Algo que caracteriza a “Puerto Heroína” son los ladrones, todos los días pasan jóvenes que quieren vender inodoros robados para comprar droga. Uno de los más reconocidos es el marica Walter, que roba en el centro y consigue de todo (calzones, maletas, camisas, gafas, zapatos). El mayor riesgo de su trabajo es que “lo cojan con las manos en la masa” porque si eso sucede lo golpean hasta que no se pueda levantar. A pesar de ese inconveniente Walter nunca ha pensado en renunciar, para él eso son los gajes del oficio.
Para El Melli en “Puerto heroína” hay dos hechos que lo marcaron: la primera fue algo que pasó después de la muerte de Martínez, un hombre que ayudaba a las personas que vivían en Sucre. El día del entierro, como es costumbre, la gente llevó agendas para anotar el número del chance, todos ganaron menos don Milton que no apostó, pero por el respeto que le tenían, algunos de sus amigos reunieron dinero y se lo regalaron. En ese momento él entendió el afecto que le sentían sus panas. La segunda, fue cuando don Milton le enseñó a algunas personas del barrio a hacer billetes piratas. En Sucre la mayoría de los billetes de mil, dos mil y cinco mil son falsos porque su elaboración es bastante sencilla según me explicó.

En Sucre, las pandillas y sapos son temas de cuidado. Antes de contratar a un empleado, don Milton le advierte sobre cómo debe comportarse, le dice que tenga mucho cuidado con las personas con las que hace tratos porque la mayoría de los pelados que viven por ahí, forman parte de pandillas, trabajan periquiados o después de aparecer en camionetas -por negocios ilegales que hacen- a los pocos días están muertos. En el barrio uno de los miedos más grandes es que los jóvenes terminen metidos en problemas con la gente de los parches, ya que si “se enamoran de ellos”, no los van a dejar en paz hasta que sean parte del grupo o los maten. En “Puerto heroína” los insultos como pichurria o malparido son tan normales como saludar, pero la comparación con un anfibio puede llevar a la desgracia, “aquí el peor insulto es sapo” y a la persona que le dicen así no puede regresar al barrio.

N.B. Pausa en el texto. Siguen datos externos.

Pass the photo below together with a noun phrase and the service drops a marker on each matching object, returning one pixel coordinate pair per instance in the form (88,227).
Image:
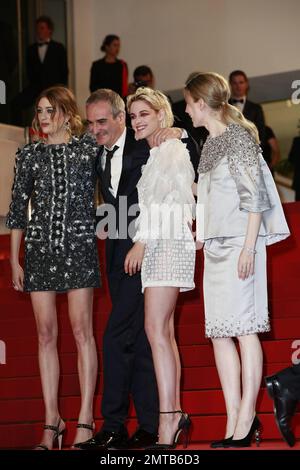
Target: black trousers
(290,378)
(127,360)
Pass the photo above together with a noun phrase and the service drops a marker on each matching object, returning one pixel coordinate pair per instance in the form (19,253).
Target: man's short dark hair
(141,71)
(235,73)
(47,20)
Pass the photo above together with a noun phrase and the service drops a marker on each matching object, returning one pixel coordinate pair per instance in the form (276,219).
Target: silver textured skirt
(234,307)
(169,263)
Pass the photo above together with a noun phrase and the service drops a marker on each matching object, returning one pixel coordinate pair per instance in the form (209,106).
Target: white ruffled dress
(167,208)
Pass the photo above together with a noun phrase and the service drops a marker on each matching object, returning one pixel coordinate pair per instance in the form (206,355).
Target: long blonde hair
(156,100)
(61,99)
(215,92)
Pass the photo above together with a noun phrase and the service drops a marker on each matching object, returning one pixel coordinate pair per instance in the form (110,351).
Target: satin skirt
(234,307)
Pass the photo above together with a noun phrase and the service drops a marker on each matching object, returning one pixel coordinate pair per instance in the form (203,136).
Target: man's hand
(134,258)
(161,135)
(245,264)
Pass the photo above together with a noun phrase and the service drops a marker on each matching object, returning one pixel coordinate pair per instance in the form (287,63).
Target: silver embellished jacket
(233,180)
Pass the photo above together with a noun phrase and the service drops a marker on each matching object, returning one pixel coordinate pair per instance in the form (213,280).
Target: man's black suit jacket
(52,71)
(254,113)
(135,155)
(294,158)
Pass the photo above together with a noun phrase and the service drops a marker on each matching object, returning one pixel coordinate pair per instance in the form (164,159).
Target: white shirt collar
(120,142)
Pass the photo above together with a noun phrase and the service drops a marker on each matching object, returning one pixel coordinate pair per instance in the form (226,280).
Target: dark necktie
(107,169)
(234,101)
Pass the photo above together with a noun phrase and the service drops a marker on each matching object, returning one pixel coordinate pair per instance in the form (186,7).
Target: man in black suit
(127,359)
(46,65)
(8,62)
(284,389)
(239,84)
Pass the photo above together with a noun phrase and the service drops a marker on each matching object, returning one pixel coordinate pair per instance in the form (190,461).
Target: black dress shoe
(105,440)
(141,439)
(284,407)
(221,443)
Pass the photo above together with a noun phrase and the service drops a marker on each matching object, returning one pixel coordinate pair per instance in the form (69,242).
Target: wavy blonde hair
(215,92)
(62,100)
(156,100)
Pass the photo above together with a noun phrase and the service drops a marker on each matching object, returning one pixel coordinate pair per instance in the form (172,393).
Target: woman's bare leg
(80,303)
(229,370)
(44,308)
(252,364)
(159,311)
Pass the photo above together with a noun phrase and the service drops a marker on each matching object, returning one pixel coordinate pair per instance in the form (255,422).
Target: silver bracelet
(249,250)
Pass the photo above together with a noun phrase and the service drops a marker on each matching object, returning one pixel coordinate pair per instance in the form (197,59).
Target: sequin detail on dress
(60,243)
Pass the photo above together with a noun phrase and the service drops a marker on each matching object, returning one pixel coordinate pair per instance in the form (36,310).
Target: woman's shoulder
(30,150)
(85,142)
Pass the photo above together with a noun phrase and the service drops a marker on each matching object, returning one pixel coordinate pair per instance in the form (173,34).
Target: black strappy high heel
(90,427)
(57,436)
(182,429)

Las dos caras de Sucre se enfrentan todos los días. A las dos de la mañana llega la mercancía robada y sale el dinero que se gana por la prostitución y la droga, mientras algunos se lucran de los negocios, durante años han muerto indigentes de inanición, sobredosis, y se han violado a las mujeres. En esta pequeña ciudad la geografía moral cambia radicalmente: los malos no lo son y lo bizarro es la norma. Desde hace años aquí conviven los locos, los que simulan serlo para pasar inadvertidos, los que parecen locos y los sobrevivientes. Entendí lo que significa Sucre sentada al frente de la ferretería, viendo pasar el camión de la basura sin detenerse, observando la gente correr detrás para tirar en él sus desechos. Le pregunté a El Melli ¿por qué no para? Él se quitó sus gafas oscuras y dijo: “es que cuando para los indigentes lo saquean buscando algo que puedan vender o comer”. Don Milton le gritó al conductor del camión, éste bajó la velocidad y salió uno de los empleados con dos tarros de basura y logró, gracias a su jefe, cumplir el objetivo. Luego de pasar el camión y rodeada de pequeñas fogatas de basura, doña Sonia se sienta a mi lado y susurra: “Sucre es un lugar de miedo y respeto”.